The Transition: How can you go wrong with casting Ted Danson? Dude comes in strong as a spacey farmer’s market aficionado who does ca-razzzy things like lying down in the crime scene and babbling about constellations. In the grand tradition of a group of people accepting another, different person on TV, everyone’s skeptical and angry at first. But … just maybe … he’s super good at his job? There is also a subplot about Japanese octopus sex, which is exactly the kind of thing that makes you not think “Hey, where’d Larry Fishburne go?”

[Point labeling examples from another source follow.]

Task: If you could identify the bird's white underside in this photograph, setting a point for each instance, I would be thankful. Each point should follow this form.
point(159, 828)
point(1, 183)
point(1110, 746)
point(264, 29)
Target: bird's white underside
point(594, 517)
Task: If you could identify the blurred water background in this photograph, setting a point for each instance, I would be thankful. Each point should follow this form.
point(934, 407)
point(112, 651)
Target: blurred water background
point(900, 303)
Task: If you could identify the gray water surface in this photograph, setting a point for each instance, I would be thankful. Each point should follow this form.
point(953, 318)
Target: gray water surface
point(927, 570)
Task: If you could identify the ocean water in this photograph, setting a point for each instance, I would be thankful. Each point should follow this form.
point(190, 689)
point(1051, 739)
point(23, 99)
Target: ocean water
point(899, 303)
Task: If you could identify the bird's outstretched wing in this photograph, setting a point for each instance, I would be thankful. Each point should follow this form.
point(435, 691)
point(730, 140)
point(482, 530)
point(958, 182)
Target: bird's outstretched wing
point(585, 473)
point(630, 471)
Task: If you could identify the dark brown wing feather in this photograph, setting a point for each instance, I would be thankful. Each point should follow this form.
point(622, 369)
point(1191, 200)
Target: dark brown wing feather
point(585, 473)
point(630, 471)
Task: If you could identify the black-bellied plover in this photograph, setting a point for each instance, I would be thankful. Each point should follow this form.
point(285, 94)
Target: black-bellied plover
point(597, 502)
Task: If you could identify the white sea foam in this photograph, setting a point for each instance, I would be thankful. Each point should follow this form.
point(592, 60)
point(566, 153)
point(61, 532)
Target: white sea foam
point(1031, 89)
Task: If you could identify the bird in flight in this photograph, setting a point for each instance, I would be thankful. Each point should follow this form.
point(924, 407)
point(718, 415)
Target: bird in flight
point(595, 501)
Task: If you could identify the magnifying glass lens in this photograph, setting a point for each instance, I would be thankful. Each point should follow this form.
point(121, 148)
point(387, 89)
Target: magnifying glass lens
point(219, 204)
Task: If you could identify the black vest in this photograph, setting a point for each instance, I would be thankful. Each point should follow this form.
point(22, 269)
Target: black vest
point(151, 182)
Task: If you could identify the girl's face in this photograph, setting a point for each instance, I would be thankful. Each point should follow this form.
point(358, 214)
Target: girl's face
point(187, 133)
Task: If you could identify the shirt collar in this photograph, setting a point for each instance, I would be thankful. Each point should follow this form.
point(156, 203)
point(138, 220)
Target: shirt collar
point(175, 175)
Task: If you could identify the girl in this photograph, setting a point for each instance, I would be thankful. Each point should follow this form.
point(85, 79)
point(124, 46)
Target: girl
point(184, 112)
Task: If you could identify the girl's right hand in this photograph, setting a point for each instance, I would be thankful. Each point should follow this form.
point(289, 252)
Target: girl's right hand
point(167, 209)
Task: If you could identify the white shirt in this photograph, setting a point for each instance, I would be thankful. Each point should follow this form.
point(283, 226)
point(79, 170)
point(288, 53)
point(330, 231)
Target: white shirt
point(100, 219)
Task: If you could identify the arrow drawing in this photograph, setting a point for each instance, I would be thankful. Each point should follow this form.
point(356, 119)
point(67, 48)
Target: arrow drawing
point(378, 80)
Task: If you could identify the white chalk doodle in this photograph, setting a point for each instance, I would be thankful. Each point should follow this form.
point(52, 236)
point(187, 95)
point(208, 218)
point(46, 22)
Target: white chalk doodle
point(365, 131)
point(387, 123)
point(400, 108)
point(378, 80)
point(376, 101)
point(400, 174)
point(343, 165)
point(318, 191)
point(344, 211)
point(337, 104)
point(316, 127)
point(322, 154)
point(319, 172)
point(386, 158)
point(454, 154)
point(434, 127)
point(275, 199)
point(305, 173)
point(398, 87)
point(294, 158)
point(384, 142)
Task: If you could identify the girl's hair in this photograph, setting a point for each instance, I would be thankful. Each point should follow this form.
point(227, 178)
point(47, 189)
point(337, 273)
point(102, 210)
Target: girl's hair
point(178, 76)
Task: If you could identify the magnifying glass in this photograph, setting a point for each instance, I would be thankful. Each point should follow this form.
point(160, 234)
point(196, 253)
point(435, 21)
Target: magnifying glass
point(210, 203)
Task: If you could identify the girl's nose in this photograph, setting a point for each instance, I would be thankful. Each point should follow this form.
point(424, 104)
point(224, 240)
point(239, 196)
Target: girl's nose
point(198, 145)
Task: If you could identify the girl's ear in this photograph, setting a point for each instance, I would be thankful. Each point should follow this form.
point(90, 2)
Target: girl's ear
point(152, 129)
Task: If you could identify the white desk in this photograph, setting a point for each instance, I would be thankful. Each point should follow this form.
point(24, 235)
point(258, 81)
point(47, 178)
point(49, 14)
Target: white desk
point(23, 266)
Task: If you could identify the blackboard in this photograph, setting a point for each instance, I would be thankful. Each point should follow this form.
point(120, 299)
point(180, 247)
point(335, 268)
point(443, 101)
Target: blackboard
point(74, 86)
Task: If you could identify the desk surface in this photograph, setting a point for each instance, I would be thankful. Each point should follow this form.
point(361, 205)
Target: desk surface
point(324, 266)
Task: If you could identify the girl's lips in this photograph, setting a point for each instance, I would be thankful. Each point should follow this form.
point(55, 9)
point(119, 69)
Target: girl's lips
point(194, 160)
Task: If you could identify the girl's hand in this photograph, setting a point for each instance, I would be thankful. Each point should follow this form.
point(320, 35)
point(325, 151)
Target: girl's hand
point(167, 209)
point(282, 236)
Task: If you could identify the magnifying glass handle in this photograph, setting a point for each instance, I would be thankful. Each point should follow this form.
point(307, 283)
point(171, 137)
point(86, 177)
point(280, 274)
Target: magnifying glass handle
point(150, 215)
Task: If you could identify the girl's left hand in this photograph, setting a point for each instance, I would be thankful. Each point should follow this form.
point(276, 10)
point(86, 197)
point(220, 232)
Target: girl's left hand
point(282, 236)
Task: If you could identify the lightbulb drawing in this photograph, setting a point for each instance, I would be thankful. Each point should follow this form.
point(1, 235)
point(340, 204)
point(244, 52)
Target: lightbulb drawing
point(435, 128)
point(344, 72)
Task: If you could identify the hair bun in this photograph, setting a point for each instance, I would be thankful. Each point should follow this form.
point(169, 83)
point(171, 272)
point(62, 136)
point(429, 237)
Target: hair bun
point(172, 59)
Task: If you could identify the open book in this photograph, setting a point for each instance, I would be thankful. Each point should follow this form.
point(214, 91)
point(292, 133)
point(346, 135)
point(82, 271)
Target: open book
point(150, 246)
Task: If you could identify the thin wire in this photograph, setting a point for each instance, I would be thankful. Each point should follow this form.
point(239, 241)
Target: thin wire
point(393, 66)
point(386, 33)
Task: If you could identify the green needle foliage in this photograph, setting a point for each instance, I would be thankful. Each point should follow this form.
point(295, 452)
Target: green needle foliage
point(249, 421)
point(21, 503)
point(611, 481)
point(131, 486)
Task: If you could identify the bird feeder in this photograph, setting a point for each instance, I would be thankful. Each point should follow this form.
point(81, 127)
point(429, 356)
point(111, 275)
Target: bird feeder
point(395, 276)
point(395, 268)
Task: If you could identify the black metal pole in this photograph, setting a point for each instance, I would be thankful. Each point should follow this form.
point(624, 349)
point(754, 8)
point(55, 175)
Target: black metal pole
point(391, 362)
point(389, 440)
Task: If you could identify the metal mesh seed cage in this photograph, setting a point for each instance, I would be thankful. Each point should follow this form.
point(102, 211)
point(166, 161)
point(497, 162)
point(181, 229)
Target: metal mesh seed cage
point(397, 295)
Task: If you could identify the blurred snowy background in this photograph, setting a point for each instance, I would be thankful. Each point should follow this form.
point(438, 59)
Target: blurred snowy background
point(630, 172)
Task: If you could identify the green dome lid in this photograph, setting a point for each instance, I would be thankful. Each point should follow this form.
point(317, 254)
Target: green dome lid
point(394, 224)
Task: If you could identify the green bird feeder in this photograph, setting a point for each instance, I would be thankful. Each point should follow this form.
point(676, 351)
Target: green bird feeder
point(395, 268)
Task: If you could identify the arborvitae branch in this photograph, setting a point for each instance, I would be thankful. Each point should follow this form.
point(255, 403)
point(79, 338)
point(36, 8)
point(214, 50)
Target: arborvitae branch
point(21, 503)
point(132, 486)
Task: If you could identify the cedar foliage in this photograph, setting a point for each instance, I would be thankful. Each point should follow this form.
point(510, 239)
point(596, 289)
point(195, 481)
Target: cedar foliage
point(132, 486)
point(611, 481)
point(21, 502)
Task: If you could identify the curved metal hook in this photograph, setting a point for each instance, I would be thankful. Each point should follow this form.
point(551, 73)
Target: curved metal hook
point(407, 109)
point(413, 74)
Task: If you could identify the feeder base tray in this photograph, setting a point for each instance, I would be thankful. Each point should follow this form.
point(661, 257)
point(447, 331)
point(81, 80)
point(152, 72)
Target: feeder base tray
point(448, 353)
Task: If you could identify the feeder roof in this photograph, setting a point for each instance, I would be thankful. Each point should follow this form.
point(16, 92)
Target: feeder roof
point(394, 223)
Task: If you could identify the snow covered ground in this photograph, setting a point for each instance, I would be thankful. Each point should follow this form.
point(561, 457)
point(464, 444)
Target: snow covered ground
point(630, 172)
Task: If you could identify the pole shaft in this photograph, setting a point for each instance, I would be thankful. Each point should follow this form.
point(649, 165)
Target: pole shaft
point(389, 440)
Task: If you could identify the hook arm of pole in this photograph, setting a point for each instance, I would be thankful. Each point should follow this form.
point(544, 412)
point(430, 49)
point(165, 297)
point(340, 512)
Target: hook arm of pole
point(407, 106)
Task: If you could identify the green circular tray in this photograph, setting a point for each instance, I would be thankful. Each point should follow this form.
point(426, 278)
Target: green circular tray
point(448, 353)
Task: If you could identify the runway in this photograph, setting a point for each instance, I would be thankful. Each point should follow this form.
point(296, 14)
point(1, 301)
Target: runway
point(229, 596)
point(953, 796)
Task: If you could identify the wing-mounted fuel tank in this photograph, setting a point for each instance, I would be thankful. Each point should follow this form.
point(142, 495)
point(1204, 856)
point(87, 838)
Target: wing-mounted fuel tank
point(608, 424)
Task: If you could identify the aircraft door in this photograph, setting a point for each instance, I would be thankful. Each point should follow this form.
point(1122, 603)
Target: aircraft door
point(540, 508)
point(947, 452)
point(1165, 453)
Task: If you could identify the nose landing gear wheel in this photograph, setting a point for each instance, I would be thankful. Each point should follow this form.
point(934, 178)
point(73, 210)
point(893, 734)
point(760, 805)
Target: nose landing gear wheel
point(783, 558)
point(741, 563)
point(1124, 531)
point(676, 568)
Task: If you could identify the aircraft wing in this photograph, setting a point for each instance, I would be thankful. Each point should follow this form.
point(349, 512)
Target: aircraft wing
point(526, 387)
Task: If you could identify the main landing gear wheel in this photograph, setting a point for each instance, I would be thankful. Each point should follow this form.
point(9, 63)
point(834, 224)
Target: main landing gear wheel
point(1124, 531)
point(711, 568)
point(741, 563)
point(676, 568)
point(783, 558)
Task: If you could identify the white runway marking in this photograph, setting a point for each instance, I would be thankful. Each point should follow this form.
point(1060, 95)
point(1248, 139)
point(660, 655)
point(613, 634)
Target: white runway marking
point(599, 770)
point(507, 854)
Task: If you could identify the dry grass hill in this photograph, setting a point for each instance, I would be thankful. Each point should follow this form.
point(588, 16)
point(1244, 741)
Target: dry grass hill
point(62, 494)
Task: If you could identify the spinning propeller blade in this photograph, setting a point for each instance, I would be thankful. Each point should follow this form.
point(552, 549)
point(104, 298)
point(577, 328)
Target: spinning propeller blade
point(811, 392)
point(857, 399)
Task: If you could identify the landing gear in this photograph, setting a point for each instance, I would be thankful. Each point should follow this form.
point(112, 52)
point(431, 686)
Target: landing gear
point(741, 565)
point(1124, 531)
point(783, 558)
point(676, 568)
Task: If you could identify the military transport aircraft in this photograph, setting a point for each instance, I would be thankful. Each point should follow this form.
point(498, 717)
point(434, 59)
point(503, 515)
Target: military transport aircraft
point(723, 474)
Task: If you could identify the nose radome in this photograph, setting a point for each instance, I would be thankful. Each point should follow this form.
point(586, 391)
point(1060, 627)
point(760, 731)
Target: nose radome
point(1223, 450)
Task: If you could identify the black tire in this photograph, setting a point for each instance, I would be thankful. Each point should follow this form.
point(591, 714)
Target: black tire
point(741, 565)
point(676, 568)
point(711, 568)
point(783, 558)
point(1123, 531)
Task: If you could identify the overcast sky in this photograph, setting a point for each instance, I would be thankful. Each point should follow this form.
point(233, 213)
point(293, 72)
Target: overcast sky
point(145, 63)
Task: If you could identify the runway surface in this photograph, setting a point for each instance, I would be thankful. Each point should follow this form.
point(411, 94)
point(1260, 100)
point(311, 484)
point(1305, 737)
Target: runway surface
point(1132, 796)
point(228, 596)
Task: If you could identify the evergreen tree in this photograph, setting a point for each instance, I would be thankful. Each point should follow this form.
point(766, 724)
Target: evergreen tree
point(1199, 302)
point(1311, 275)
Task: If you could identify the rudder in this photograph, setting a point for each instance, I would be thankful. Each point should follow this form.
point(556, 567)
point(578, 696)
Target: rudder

What Would Have Been Better: This was the traditional route for a procedural: switch out one big name for another with with minimal explanation. It worked for us.
Grade: 4 Old Aunt Vivs
Law & Order: SVU
Missing Character: Detective Elliot Stabler (Chris Meloni), last seen gunning down a shooter in the SVU squad room.
Actor’s Reason For Leaving: Contract dispute. Chris Meloni must stay paid.
Character’s Fictional Reason for Leaving: For the third time, a hella dramatic season finale provided a neat transition. Stabler was also under investigation from Internal Affairs for the shooting. His best pal, Detective Benson, left him voicemails and had angry conversations with her captain:
- Cap: “He’s gonna have to submit to a psych eval, anger management. A lot of hoops.”
Benson: “And he’ll tell them to go to hell.”
At episode’s end, Cap had to break the bad news: Stabler put in his papers.
The Transition: The season premiere was a ripped-from-the-headlines DSK episode, which did lots to distract from Meloni’s absence. Eventually, Cold Case‘s Danny Pino will replace him.
What Would Have Been Better: The Law & Order’s handling of actors’ departures has always been pretty well-done, but this was the biggest one SVU has ever had to handle. They could have aped CSI in their detachment, but they went bigger (Benson breaks down in a full-on ugly cry at the end), and it paid off with probably the best-handled cast change of the season. We’ll never forget you, Stabler!